Kirchner anuló toda su actividad oficial tras el anuncio de la muerte de Chávez y alistó su viaje la capital venezolana junto a varios miembros de su gabinete, entre ellos el canciller, Héctor Timerman.
La mandataria esperaba reunirse ayer con su par uruguayo, José Mujica, en Buenos Aires, para partir juntos desde ahí a los funerales del extinto líder bolivariano.
“Sentimos un profundo pesar. Siempre se siente la muerte, pero cuando se trata de un militante de primera línea, de alguien que alguna vez definí como ‘el gobernante más generoso que haya conocido’, el dolor tiene otra dimensión”, apuntó Mujica en un breve comunicado.
La presidenta brasileña Dilma Rousseff afirmó que la muerte de Chávez, “entristece a todos los latinoamericanos” y representa una “pérdida irreparable” para la región.
La jefa de Estado de Brasil esperaba ayer información sobre el funeral de Chávez, anunciado para el viernes, para concretar su visita a Venezuela.
Rousseff y su par Cristina Kirchner suspendieron la reunión bilateral prevista para mañana y el viernes en la localidad argentina de Calafate, en la Patagonia.
El presidente de Bolivia, Evo Morales, despidió, casi contendiendo las lágrimas, a Chávez como su “amigo”, su “hermano”, su mentor político desde que en 2006 se convirtió en el primer indígena en liderar ese país.
Morales se presentó en el Palacio de Gobierno en La Paz junto con su gabinete para transmitir sus condolencias al pueblo venezolano, al que pidió, “más que nunca”, unidad tras la muerte Chávez.
“Estamos dolidos, destrozados”, dijo el presidente boliviano, quien en su discurso se vio obligado a hacer frecuentes pausas embargado por la emoción ante la desaparición de su “hermano, compañero, presidente”, como definió a su también aliado.

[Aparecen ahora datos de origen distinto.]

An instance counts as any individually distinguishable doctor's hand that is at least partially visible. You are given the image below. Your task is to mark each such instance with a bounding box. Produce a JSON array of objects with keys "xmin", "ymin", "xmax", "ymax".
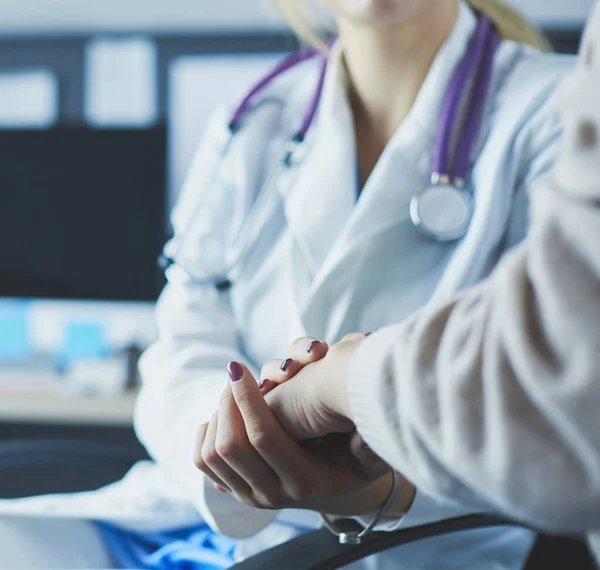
[
  {"xmin": 261, "ymin": 333, "xmax": 368, "ymax": 441},
  {"xmin": 194, "ymin": 362, "xmax": 412, "ymax": 516}
]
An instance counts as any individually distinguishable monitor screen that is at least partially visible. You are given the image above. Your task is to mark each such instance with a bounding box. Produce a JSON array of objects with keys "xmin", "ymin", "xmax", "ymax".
[{"xmin": 0, "ymin": 127, "xmax": 166, "ymax": 301}]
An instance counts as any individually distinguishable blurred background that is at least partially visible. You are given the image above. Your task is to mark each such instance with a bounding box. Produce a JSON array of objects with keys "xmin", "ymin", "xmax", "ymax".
[{"xmin": 0, "ymin": 0, "xmax": 593, "ymax": 480}]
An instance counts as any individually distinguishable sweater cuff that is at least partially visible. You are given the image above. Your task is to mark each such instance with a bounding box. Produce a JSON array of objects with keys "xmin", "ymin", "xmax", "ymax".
[{"xmin": 347, "ymin": 324, "xmax": 407, "ymax": 473}]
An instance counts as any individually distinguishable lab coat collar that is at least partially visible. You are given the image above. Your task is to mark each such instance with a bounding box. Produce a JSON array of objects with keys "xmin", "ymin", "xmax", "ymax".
[{"xmin": 281, "ymin": 2, "xmax": 476, "ymax": 324}]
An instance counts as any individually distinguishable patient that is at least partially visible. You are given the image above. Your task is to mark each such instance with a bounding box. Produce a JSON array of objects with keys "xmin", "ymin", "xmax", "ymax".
[{"xmin": 198, "ymin": 5, "xmax": 600, "ymax": 560}]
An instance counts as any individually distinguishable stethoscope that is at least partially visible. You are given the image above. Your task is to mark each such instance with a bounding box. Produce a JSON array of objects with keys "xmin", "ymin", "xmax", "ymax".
[{"xmin": 158, "ymin": 16, "xmax": 500, "ymax": 290}]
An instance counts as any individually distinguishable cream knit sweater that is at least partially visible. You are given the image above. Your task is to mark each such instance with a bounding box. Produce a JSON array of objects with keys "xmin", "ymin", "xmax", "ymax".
[{"xmin": 349, "ymin": 2, "xmax": 600, "ymax": 552}]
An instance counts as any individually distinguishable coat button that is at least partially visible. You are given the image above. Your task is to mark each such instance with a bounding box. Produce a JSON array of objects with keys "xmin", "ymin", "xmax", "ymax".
[{"xmin": 577, "ymin": 119, "xmax": 598, "ymax": 149}]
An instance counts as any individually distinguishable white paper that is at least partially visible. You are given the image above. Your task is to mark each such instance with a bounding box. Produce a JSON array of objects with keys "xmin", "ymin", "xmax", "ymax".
[
  {"xmin": 84, "ymin": 38, "xmax": 158, "ymax": 127},
  {"xmin": 168, "ymin": 54, "xmax": 283, "ymax": 205},
  {"xmin": 0, "ymin": 70, "xmax": 59, "ymax": 128}
]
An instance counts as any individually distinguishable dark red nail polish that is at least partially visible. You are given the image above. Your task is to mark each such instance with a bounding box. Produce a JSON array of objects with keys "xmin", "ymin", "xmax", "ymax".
[
  {"xmin": 227, "ymin": 362, "xmax": 244, "ymax": 382},
  {"xmin": 260, "ymin": 380, "xmax": 277, "ymax": 396}
]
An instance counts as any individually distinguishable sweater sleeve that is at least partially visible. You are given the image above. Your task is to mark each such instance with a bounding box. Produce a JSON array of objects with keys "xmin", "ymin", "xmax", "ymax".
[{"xmin": 348, "ymin": 6, "xmax": 600, "ymax": 532}]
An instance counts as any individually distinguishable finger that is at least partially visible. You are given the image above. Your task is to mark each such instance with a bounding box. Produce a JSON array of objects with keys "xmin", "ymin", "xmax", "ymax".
[
  {"xmin": 350, "ymin": 431, "xmax": 391, "ymax": 481},
  {"xmin": 288, "ymin": 336, "xmax": 329, "ymax": 367},
  {"xmin": 194, "ymin": 422, "xmax": 231, "ymax": 491},
  {"xmin": 215, "ymin": 387, "xmax": 280, "ymax": 488},
  {"xmin": 258, "ymin": 380, "xmax": 277, "ymax": 398},
  {"xmin": 259, "ymin": 358, "xmax": 302, "ymax": 387},
  {"xmin": 202, "ymin": 412, "xmax": 252, "ymax": 497},
  {"xmin": 229, "ymin": 362, "xmax": 310, "ymax": 484}
]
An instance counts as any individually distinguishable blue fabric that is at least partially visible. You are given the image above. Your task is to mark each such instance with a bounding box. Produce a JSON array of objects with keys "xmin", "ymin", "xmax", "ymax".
[
  {"xmin": 98, "ymin": 523, "xmax": 235, "ymax": 570},
  {"xmin": 59, "ymin": 322, "xmax": 107, "ymax": 366},
  {"xmin": 0, "ymin": 300, "xmax": 33, "ymax": 360}
]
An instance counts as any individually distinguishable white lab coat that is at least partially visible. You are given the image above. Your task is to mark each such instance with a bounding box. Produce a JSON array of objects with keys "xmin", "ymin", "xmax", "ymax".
[{"xmin": 0, "ymin": 4, "xmax": 571, "ymax": 569}]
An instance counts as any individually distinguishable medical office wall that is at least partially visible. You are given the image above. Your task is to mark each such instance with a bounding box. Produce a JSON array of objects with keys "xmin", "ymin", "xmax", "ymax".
[{"xmin": 0, "ymin": 0, "xmax": 591, "ymax": 300}]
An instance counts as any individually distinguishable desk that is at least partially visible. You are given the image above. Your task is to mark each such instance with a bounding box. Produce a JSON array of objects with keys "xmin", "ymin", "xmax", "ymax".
[
  {"xmin": 0, "ymin": 390, "xmax": 136, "ymax": 428},
  {"xmin": 0, "ymin": 389, "xmax": 148, "ymax": 498}
]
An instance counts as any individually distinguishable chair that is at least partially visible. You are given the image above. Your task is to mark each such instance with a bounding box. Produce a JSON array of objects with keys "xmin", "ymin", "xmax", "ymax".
[
  {"xmin": 231, "ymin": 515, "xmax": 597, "ymax": 570},
  {"xmin": 0, "ymin": 439, "xmax": 596, "ymax": 570}
]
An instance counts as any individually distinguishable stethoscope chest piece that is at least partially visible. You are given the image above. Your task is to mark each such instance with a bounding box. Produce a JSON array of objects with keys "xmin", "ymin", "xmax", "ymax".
[{"xmin": 410, "ymin": 183, "xmax": 473, "ymax": 242}]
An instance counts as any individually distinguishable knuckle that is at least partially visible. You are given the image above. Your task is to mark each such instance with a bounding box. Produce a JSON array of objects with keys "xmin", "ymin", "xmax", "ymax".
[
  {"xmin": 288, "ymin": 481, "xmax": 315, "ymax": 503},
  {"xmin": 257, "ymin": 488, "xmax": 290, "ymax": 511},
  {"xmin": 193, "ymin": 451, "xmax": 208, "ymax": 471},
  {"xmin": 248, "ymin": 430, "xmax": 276, "ymax": 451},
  {"xmin": 260, "ymin": 358, "xmax": 281, "ymax": 379},
  {"xmin": 219, "ymin": 386, "xmax": 233, "ymax": 404},
  {"xmin": 215, "ymin": 437, "xmax": 245, "ymax": 461},
  {"xmin": 202, "ymin": 446, "xmax": 221, "ymax": 467}
]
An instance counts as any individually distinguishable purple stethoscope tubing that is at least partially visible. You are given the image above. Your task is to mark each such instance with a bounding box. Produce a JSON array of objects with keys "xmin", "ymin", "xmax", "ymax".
[
  {"xmin": 158, "ymin": 16, "xmax": 500, "ymax": 282},
  {"xmin": 432, "ymin": 16, "xmax": 499, "ymax": 181}
]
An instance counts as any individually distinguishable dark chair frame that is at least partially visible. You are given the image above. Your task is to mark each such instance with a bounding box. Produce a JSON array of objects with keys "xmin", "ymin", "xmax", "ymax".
[{"xmin": 0, "ymin": 439, "xmax": 596, "ymax": 570}]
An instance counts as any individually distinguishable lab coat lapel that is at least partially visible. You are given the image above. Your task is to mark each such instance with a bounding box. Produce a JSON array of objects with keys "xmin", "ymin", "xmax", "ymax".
[
  {"xmin": 323, "ymin": 4, "xmax": 476, "ymax": 262},
  {"xmin": 281, "ymin": 48, "xmax": 356, "ymax": 277},
  {"xmin": 300, "ymin": 3, "xmax": 476, "ymax": 340}
]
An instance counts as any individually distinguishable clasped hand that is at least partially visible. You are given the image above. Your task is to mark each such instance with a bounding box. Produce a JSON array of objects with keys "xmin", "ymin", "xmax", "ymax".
[{"xmin": 194, "ymin": 334, "xmax": 414, "ymax": 516}]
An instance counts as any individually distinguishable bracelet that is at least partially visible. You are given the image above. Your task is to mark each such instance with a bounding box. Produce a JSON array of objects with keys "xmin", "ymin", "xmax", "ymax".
[{"xmin": 321, "ymin": 471, "xmax": 400, "ymax": 544}]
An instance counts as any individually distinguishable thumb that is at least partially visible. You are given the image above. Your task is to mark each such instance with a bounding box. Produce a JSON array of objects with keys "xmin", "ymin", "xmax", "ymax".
[{"xmin": 265, "ymin": 374, "xmax": 354, "ymax": 441}]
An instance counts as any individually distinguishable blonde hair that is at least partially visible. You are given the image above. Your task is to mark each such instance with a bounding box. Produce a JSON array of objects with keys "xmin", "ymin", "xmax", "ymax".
[{"xmin": 271, "ymin": 0, "xmax": 552, "ymax": 51}]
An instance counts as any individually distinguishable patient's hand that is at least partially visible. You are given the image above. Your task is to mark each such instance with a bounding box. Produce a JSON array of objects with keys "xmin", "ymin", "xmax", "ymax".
[
  {"xmin": 259, "ymin": 333, "xmax": 390, "ymax": 480},
  {"xmin": 259, "ymin": 337, "xmax": 329, "ymax": 396},
  {"xmin": 195, "ymin": 363, "xmax": 411, "ymax": 515}
]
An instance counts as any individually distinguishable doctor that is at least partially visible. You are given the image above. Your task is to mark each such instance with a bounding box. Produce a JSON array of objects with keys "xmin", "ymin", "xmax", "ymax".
[{"xmin": 0, "ymin": 0, "xmax": 570, "ymax": 569}]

Morales fue el mandatario latinoamericano que más veces visitó a Chávez durante su lucha contra el cáncer, que finalmente acabó ayer con su vida.

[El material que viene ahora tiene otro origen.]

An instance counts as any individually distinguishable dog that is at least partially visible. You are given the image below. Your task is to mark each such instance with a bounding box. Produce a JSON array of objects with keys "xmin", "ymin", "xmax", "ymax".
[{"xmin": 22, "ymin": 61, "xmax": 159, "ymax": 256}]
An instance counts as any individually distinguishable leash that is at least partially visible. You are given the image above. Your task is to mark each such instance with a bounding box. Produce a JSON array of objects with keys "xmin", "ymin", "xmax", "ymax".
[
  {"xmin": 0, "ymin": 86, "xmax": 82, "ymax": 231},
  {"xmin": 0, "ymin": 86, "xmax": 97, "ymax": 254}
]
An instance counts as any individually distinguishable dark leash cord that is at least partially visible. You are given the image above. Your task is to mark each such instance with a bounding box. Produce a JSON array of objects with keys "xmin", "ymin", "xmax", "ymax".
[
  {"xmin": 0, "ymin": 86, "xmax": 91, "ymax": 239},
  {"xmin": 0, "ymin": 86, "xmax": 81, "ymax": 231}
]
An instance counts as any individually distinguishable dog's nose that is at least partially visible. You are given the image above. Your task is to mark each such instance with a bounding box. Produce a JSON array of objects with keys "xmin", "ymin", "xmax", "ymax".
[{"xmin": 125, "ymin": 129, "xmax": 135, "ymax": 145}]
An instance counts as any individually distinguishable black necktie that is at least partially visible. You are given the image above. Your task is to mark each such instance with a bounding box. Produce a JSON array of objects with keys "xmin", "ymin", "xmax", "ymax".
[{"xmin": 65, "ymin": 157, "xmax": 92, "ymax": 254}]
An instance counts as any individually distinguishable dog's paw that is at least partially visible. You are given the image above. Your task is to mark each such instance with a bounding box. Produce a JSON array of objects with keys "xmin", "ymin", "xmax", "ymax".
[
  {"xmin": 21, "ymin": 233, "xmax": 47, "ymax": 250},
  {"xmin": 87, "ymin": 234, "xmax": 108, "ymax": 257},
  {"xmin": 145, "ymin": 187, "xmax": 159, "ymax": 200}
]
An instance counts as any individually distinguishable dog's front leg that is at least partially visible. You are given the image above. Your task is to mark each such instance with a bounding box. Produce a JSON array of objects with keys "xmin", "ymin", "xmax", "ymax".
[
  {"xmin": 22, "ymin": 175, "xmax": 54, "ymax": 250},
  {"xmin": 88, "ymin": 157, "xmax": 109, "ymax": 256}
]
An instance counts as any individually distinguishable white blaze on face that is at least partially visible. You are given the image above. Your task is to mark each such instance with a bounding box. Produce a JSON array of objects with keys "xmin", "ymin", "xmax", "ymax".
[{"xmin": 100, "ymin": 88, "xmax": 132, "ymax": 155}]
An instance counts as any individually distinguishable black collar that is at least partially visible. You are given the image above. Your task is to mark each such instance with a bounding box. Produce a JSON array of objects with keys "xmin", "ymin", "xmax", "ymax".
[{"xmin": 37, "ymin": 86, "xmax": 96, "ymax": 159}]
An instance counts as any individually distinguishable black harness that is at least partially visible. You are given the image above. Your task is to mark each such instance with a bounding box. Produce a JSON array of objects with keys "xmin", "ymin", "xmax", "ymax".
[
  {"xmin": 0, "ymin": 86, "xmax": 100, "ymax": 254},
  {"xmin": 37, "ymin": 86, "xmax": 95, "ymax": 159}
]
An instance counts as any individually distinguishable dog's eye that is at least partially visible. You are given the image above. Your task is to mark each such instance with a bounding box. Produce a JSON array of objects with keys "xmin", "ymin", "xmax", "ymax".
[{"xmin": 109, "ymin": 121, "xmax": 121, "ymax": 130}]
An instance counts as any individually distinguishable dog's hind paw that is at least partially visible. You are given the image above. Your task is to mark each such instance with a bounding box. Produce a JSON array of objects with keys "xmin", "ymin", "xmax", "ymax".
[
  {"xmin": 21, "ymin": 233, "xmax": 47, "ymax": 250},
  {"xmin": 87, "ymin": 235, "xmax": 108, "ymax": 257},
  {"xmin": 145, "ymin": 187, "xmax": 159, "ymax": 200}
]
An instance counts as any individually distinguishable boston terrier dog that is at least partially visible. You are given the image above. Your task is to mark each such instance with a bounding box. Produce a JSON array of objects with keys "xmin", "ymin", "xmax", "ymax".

En tanto, el presidente de Ecuador, Rafael Correa, decretó también tres días de duelo nacional el fallecimiento de muerte de Chávez, en una declaración en la sede presidencial rodeado de miembros de su gabinete.

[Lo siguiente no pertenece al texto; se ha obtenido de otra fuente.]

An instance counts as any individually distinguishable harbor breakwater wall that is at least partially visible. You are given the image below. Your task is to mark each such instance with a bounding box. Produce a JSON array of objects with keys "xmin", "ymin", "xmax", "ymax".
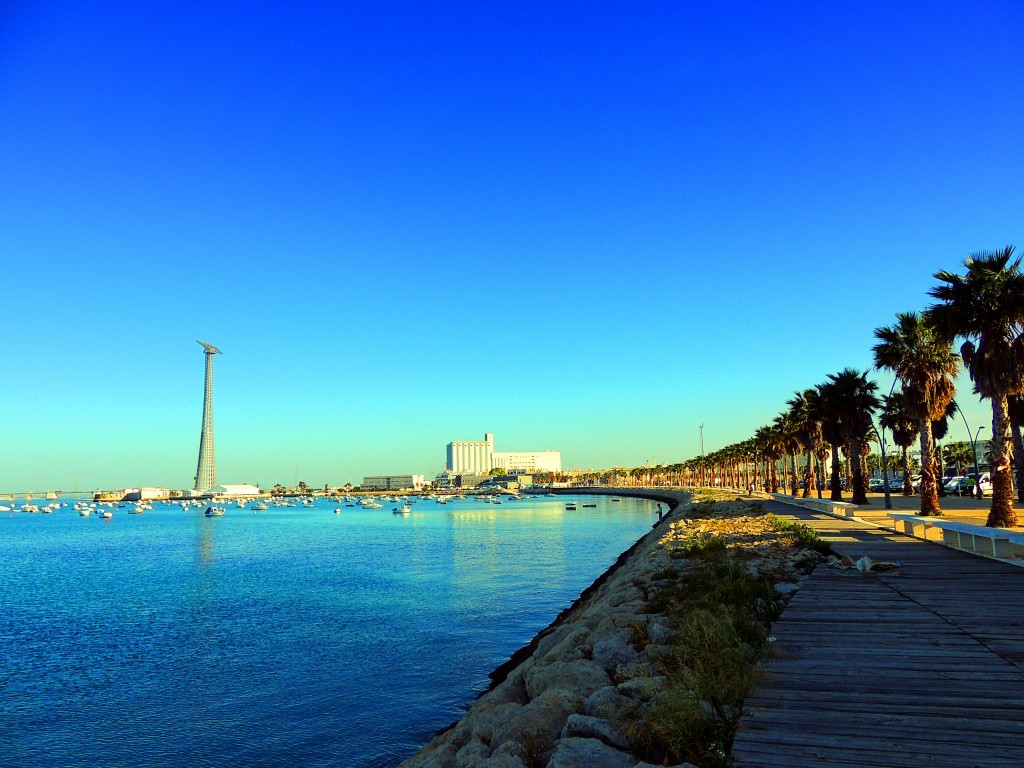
[{"xmin": 399, "ymin": 488, "xmax": 708, "ymax": 768}]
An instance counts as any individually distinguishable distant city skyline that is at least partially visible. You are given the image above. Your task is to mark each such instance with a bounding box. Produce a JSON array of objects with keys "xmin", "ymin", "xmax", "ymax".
[{"xmin": 0, "ymin": 0, "xmax": 1024, "ymax": 490}]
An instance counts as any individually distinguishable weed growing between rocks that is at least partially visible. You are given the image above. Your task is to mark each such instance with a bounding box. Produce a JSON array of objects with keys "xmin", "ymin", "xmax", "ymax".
[
  {"xmin": 625, "ymin": 501, "xmax": 827, "ymax": 768},
  {"xmin": 765, "ymin": 514, "xmax": 831, "ymax": 555}
]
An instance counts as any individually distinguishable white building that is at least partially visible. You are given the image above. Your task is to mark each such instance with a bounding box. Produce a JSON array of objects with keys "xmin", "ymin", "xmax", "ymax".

Con la voz quebrada por momentos, el mandatario izquierdista señaló que “se ha ido un inmenso latinoamericano y un inmenso ser humano”, por lo que “su pérdida lo es para toda la patria grande”, dijo Correa en el Salón Amarillo del Palacio de Carondelet, a donde se desplazó desde la provincia de El Oro tras conocer la noticia.
También el presidente nicaragüense Daniel Ortega lamentó “lleno de dolor” la muerte de su principal socio y amigo, y anunció que se le rendirá homenaje en una plaza de la capital.
Claves
Transición pacífica
El presidente de Colombia, Juan Manuel Santos, lamentó “profundamente” el deceso de Chávez, de quien exaltó su aporte al proceso de paz en ese país, y ofreció su cooperación a Caracas para una transición democrática y pacífica.
“Teníamos diferencias, pero siempre supe apreciar la fuerza y el compromiso con la integración latinoamericana de Chávez”, dijo a su vez el presidente chileno, Sebastián Piñera.
En España, el gobernante Partido Popular afirmó que “ahora es el momento para que el pueblo de Venezuela sea el protagonista de su futuro”.